A programação contou com palestras e discussões sobre aspectos epidemiológicos, clínicos e diagnósticos da doença, abordando ciclos de transmissão, vetores e reservatórios envolvidos na manutenção da chamada “ferida brava”, nome popular da leishmaniose cutânea. Além disso, foram realizadas atividades práticas com o uso de lupas e microscópios, permitindo aos profissionais a observação de características dos vetores e compreensão dos métodos laboratoriais utilizados no diagnóstico da doença.
Com mais de 11 mil casos registrados na última década, o Acre ocupa posição de destaque no cenário nacional da doença. Em 2025, o município de Sena Madureira foi classificado pelo Ministério da Saúde como área de risco intenso para transmissão da leishmaniose cutânea, apresentando média anual de 64 casos.
A oficina integra as atividades do projeto de ensino, pesquisa e extensão EpiLeish-Acre, que na Ufac é coordenado pelo professor Francisco Glauco de Araujo Santos, do Centro de Ciências Biológicas e da Natureza. Para o pesquisador Leandro Siqueira, do Laboratório de Pesquisa Clínica e Vigilância em Leishmanioses, da Fiocruz, ações educativas para enfrentar a doença são fundamentais. “Profissionais bem capacitados conseguem orientar de forma mais eficaz a população, contribuindo para o diagnóstico e tratamento precoce”, ressaltou.

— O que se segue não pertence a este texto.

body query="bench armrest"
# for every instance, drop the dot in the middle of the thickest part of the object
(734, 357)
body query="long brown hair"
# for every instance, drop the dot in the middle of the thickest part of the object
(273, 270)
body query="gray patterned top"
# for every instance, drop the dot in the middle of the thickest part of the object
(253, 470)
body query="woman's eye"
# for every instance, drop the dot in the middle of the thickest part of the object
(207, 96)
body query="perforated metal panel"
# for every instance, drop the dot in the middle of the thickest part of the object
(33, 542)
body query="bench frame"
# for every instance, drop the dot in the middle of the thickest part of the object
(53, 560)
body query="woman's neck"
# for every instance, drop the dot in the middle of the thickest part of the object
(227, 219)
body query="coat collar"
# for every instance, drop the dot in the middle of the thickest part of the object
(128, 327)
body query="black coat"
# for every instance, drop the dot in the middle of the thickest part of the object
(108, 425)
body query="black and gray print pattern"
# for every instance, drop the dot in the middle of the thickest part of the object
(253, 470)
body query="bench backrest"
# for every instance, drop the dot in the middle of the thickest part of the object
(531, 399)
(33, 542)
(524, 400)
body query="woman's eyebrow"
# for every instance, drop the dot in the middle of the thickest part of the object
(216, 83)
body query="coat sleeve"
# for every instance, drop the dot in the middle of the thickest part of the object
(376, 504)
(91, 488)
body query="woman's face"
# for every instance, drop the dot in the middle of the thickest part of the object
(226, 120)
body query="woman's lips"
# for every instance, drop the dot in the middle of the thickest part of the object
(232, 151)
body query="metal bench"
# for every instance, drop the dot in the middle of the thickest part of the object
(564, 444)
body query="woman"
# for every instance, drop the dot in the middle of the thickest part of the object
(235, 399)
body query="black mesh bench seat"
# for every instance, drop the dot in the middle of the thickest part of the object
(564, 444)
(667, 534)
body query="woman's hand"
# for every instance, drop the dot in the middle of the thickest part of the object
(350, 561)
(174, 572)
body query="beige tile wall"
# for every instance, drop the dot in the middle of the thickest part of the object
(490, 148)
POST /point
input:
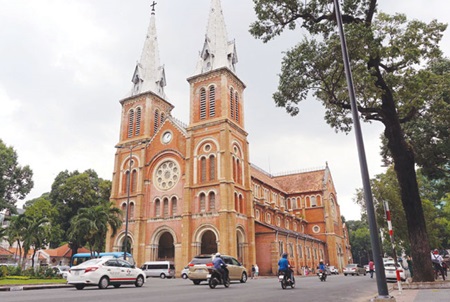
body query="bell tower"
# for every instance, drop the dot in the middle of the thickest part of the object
(217, 147)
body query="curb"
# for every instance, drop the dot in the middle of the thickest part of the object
(31, 287)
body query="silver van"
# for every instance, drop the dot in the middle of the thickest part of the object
(162, 269)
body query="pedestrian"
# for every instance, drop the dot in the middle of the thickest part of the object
(409, 261)
(371, 268)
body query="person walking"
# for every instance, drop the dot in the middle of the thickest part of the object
(371, 268)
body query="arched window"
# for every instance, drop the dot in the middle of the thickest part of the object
(174, 206)
(133, 181)
(203, 169)
(212, 201)
(236, 99)
(231, 103)
(124, 209)
(126, 181)
(130, 123)
(131, 213)
(212, 101)
(212, 167)
(313, 201)
(157, 208)
(166, 207)
(138, 121)
(202, 103)
(202, 202)
(156, 121)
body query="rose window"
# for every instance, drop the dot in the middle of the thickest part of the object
(167, 175)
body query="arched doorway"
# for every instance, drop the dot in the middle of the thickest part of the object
(209, 243)
(166, 248)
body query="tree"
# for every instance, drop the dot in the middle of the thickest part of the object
(15, 181)
(395, 83)
(92, 225)
(72, 191)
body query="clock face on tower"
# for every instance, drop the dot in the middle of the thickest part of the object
(167, 137)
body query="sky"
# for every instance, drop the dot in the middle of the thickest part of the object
(65, 65)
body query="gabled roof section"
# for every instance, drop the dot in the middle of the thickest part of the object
(148, 74)
(293, 182)
(217, 51)
(302, 182)
(286, 231)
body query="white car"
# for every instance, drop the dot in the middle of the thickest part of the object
(389, 270)
(185, 272)
(103, 272)
(333, 270)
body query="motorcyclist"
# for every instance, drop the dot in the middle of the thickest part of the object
(322, 266)
(220, 266)
(283, 266)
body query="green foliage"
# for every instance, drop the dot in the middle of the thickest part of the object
(72, 191)
(15, 181)
(91, 224)
(400, 79)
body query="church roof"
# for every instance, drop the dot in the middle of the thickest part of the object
(217, 51)
(294, 182)
(148, 74)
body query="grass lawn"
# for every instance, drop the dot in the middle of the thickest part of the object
(15, 282)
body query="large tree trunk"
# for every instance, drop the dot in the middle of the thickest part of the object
(404, 165)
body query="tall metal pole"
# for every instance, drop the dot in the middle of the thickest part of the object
(374, 239)
(125, 241)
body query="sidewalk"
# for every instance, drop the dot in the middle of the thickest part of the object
(437, 291)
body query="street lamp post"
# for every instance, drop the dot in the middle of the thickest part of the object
(131, 147)
(383, 292)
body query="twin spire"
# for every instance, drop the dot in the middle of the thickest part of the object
(218, 52)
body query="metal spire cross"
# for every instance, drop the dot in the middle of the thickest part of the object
(153, 6)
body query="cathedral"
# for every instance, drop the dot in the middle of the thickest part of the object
(192, 189)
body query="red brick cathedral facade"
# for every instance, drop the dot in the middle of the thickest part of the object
(191, 189)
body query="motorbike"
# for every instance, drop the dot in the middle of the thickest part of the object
(322, 275)
(215, 278)
(282, 278)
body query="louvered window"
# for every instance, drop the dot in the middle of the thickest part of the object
(130, 123)
(203, 169)
(212, 201)
(138, 121)
(231, 103)
(133, 181)
(166, 207)
(157, 208)
(236, 99)
(212, 168)
(212, 101)
(202, 104)
(156, 121)
(174, 206)
(202, 202)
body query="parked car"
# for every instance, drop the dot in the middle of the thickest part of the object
(354, 269)
(333, 270)
(184, 272)
(389, 270)
(103, 272)
(198, 268)
(61, 270)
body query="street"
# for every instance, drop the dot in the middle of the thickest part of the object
(337, 288)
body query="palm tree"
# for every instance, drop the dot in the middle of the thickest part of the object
(91, 224)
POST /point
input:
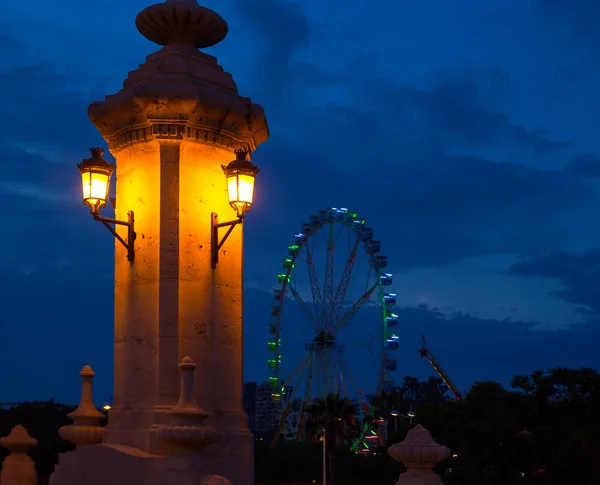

O secretário municipal de Saúde de Sena Madureira, Willisson Viana, destacou a relevância das parcerias institucionais. “Buscamos fortalecer parcerias com instituições de referência, como a Fiocruz e a Ufac, que contribuem significativamente para o desenvolvimento técnico das nossas equipes.”
O diretor da Vigilância em Saúde de Sena Madureira, Serginey Amorim, disse que a capacitação fortalece ações de saúde pública. “Com conhecimento atualizado e capacitação contínua, ampliamos a prevenção, melhoramos o diagnóstico precoce e fortalecemos as ações de controle da doença em nosso município.”
A iniciativa foi organizada pelos Laboratórios de Patologia e Biologia Parasitária e de Entomologia Médica, da Ufac, e pelo Laboratório de Pesquisa Clínica e Vigilância em Leishmanioses, da Fiocruz.